Glove Prototype Uses Spotfire Software
While there are many forms of arthritis and hand conditions, the students focused on osteoarthritis, designing a device to gather measurable data in the form of flexibility, position, and/or force exertion. In order to make exercising and recovery engaging, the students used video games to motivate arthritis patients to work out their hands, primarily fingers, without repeating boring exercises. Hand exercises are very important, because our hands are used for activities of daily life ,and they can be damaged from poor ergonomics, repetitive tasks, and aging.
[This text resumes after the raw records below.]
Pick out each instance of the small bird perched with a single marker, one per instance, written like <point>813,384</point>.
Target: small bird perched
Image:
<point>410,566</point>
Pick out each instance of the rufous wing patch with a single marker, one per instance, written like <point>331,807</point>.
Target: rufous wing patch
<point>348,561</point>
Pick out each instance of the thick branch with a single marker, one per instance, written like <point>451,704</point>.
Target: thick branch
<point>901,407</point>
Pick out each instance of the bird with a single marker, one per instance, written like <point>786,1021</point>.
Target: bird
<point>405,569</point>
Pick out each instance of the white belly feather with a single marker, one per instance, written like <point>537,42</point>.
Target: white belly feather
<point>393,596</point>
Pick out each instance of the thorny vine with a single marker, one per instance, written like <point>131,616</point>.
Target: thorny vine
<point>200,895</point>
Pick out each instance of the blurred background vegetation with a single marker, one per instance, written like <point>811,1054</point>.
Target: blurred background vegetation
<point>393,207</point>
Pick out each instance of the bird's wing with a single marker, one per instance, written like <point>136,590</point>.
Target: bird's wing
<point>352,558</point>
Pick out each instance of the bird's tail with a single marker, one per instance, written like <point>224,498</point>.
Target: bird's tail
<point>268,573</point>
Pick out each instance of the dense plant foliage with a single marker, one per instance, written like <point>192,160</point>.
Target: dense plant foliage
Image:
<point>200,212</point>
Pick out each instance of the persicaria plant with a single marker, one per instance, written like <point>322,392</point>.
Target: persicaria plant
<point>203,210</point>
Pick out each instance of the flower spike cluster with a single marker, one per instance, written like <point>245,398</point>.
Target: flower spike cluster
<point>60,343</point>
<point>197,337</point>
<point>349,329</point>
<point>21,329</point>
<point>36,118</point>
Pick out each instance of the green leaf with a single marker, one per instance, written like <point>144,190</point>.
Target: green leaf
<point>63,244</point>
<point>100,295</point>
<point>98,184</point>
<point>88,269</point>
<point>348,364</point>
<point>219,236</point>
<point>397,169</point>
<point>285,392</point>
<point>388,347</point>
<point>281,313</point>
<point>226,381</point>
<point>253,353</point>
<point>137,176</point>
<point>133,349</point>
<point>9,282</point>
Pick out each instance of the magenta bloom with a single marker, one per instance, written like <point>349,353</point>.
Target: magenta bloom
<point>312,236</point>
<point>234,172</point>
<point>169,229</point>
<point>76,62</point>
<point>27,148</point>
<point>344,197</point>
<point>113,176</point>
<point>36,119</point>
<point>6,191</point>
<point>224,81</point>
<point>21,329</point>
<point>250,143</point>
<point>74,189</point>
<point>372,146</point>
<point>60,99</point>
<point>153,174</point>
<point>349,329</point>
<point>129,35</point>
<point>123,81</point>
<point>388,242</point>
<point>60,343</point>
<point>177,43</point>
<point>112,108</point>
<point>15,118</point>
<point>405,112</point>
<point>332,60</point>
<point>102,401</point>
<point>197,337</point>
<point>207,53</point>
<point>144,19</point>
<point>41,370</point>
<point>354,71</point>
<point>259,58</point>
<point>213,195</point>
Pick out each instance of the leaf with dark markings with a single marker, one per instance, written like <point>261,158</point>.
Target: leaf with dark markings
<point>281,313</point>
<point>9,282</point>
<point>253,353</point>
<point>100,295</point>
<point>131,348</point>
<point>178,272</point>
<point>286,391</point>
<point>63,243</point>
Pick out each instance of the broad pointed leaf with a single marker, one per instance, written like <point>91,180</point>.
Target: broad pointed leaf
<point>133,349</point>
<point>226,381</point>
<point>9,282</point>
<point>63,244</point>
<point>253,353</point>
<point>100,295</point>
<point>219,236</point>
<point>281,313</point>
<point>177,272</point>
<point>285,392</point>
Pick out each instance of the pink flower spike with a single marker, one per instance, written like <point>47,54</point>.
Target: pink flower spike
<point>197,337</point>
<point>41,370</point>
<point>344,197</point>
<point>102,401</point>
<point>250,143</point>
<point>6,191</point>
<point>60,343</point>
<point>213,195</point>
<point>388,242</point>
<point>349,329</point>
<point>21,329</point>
Faculty advisors Dan Jensen and Jeffrey Selman helped students design a glove prototype with varying sensors. The different types of sensors tested included force-sensing resistors (FSR), flex sensors, and hall-effect sensors. A combination of flex sensors and linear hall-effect sensors offered the most promising results.

The sensors’ data is sent to an Arduino placed within a wearable 3D-printed housing, which is then sent to a computer that displays the game with its accompanying prompts. After a game is complete, the signal data from these sensors can be saved in a format to be sent to TIBCO’s Spotfire software for analysis and a visual report. With enough data and repeated use, Spotfire can help pinpoint any patterns or can be used to suggest areas of improvement that users may need.
An interdisciplinary project combining electrical and mechanical engineering, Healthcare at Play also benefitted from industry collaboration with TIBCO, a software and enterprise data company headquartered in Palo Alto, California.